Por distraerse, a veces, suelen los marineros Dar caza a los albatros, grandes aves del mar, Que siguen, indolentes compañeros de viaje, Al navío surcando los amargos abismos. (...) Charles Baudelaire. Las flores del mal. |
Miró a proa y vio en una de sus esquinas emerger agua a borbotones por un pequeño orificio, casi minúsculo, pero con fuerza inusitada; como si de un manantial joven y vivo tratara.
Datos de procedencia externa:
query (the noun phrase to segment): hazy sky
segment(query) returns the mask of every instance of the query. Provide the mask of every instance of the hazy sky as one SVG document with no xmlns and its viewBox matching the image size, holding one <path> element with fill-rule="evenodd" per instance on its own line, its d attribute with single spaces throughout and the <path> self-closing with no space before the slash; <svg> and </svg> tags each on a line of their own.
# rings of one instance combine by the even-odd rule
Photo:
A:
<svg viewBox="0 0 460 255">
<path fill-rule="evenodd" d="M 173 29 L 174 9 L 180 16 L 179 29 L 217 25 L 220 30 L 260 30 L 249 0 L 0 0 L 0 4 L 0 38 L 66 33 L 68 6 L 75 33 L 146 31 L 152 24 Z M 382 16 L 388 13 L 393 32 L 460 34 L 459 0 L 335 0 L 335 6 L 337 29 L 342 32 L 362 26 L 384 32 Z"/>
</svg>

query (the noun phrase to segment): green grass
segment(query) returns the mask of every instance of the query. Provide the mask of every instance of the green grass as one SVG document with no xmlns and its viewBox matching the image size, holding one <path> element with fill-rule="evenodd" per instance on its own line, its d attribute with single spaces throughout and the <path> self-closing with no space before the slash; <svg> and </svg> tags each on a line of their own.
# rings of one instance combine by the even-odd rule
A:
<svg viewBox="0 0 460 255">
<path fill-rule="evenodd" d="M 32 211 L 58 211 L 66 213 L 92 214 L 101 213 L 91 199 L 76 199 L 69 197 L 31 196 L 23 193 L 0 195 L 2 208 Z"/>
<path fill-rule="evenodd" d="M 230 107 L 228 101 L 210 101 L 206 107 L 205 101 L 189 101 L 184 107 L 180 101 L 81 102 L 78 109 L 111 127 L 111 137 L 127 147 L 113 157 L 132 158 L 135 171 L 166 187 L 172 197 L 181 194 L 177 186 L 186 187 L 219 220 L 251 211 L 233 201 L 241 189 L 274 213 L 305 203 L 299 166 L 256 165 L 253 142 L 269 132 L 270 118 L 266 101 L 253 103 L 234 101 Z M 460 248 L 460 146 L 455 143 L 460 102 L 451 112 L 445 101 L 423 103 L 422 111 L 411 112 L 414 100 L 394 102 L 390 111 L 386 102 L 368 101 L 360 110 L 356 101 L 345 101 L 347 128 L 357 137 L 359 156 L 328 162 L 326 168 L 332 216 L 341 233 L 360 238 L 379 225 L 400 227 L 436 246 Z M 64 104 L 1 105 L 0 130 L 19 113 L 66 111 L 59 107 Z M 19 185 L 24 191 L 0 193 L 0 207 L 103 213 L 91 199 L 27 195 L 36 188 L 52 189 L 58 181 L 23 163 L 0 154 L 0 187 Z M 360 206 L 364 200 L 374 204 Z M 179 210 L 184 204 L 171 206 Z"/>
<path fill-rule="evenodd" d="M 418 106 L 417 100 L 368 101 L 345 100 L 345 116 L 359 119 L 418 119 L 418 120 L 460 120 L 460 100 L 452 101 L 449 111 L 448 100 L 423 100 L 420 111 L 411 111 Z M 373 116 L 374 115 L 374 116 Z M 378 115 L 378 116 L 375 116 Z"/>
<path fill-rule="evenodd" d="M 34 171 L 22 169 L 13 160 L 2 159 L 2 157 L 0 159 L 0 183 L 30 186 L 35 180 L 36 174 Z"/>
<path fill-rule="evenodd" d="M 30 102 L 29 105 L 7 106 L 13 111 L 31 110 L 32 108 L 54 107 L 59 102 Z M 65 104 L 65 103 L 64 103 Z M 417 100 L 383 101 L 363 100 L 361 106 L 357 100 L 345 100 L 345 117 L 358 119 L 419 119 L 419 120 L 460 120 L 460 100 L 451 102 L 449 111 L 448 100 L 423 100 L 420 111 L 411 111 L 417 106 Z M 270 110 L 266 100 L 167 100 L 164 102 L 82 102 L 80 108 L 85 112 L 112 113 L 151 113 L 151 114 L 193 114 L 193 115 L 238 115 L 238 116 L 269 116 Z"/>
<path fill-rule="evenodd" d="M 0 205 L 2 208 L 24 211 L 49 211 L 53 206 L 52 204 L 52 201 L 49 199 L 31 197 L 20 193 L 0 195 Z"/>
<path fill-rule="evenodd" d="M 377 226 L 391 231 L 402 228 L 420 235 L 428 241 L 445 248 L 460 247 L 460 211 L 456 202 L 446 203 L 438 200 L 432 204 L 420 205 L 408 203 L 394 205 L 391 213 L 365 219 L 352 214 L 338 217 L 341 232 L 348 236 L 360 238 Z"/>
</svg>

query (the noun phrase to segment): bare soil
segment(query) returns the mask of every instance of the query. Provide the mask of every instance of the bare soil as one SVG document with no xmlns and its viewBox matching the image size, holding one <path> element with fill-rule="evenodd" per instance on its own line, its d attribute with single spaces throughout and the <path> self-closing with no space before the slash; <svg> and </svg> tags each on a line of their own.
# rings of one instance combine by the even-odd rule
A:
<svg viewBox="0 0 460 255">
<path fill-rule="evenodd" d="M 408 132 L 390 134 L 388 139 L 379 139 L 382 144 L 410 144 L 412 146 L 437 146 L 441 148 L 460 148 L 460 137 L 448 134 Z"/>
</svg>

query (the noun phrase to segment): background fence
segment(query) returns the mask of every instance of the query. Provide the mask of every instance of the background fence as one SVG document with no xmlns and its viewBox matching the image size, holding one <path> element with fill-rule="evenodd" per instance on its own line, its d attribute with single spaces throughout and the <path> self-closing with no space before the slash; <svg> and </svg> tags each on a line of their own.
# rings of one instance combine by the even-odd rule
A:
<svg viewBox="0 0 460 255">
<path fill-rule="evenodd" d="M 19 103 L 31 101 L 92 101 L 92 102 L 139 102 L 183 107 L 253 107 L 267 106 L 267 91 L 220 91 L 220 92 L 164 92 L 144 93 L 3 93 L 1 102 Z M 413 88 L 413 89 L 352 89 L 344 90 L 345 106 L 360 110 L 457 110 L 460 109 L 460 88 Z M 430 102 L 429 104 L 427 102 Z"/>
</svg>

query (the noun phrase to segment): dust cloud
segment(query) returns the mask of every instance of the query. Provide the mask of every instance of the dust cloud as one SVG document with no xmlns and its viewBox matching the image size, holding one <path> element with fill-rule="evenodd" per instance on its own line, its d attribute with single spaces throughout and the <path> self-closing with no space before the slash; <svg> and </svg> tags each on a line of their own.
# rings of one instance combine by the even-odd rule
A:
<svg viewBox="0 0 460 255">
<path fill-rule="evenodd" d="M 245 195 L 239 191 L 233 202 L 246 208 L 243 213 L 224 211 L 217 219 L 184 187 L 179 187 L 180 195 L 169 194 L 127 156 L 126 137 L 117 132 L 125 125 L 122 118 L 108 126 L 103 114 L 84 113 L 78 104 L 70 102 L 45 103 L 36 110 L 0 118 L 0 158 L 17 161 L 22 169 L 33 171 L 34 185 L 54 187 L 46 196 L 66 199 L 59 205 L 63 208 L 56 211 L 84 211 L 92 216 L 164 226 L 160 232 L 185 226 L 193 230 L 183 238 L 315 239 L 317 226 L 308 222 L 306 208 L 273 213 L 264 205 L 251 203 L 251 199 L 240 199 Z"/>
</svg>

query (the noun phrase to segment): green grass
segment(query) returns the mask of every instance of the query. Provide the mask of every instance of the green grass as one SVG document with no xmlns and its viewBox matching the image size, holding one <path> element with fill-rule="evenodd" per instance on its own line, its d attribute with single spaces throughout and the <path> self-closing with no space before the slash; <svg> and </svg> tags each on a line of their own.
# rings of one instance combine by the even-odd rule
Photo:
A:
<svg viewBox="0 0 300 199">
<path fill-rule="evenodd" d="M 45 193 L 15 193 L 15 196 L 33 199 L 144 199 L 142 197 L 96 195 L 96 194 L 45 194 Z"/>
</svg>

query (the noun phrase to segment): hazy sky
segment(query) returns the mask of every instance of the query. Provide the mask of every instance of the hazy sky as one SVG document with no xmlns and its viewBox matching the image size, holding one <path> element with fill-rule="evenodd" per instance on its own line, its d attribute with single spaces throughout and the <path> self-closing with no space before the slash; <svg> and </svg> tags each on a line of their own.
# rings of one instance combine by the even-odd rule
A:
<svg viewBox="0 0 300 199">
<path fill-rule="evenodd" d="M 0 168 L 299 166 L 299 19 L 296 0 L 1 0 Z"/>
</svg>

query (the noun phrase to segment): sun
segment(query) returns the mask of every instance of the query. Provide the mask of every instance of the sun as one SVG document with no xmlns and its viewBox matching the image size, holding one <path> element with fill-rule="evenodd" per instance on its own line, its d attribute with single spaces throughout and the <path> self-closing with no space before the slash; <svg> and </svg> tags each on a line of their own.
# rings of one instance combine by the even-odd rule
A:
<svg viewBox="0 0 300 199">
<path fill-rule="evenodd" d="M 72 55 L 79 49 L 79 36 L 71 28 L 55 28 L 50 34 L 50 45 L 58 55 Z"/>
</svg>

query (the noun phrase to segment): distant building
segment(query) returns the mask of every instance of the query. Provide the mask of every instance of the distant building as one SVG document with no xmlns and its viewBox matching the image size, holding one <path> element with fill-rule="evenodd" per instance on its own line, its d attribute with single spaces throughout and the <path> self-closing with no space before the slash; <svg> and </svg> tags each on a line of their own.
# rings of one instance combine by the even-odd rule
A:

Y su sorpresa fue descubrir que no era la única fisura, sino una más de tantas, y más y más que surgían allá donde miraba: a la derecha del mástil, cerca del timón, en la bancada lateral cercana a los salvavidas reglamentarios... Su barca, Albatros, fue construida por su tatarabuelo, -el más grande de los corsarios entre los piratas que decían las malas lenguas-, le había acompañado en infinidad de aventuras, pero hoy ya hacía aguas por todos lados. Por más que le aconsejaban expertos en navegación, incluso venidos de otros países, con su Albatros seguía empeñado a surcar las rutas más peligrosas y olvidadas en lo mapas y cuadernos bitácoras de los grandes navegantes de la historia; allá donde avistaba costas acantiladas escarpadas y con afiladas rocas rompeolas, allí estaba su embarcación circundando la silueta rocosa en busca de arrecifes más exóticos y extraños, auténticos tesoros venerados a su parecer. Así durante los últimos años se había afanado en arreglar sus desperfectos al paso de los años: achicar agua una y otra vez cuando ocurría alguna avería y en poner parches y más parches, aquí y allá, eso sí, los más resistentes del mercado y con poderes casi mágicos para remediar los achaques de la embarcación heredada de su familia y así seguir su camino. Pero a estas alturas, ya no le quedaba ni uno de los parches a mano y el fuerte oleaje, explosivo ante sus ojos, ya no perdonaba ni un minuto más. Era tarde para salvar su Albatros; ya ni a aquellos remotos marines reencarnados en las aves que le daba nombre, -y a los que un buen día de tormenta se encomendaron sus ancestros-, podían protegerlo...
Cuando el olor intenso a sal inundó su nariz puntiaguda, sólo entonces se dio cuenta de que literalmente tenía el agua al cuello y no le quedaba otra que salir a flote y nadar enérgicamente hasta llegar a la orilla o recoger sus aletas, ya lacias, y hundirse en fondo del océano con su Albatros.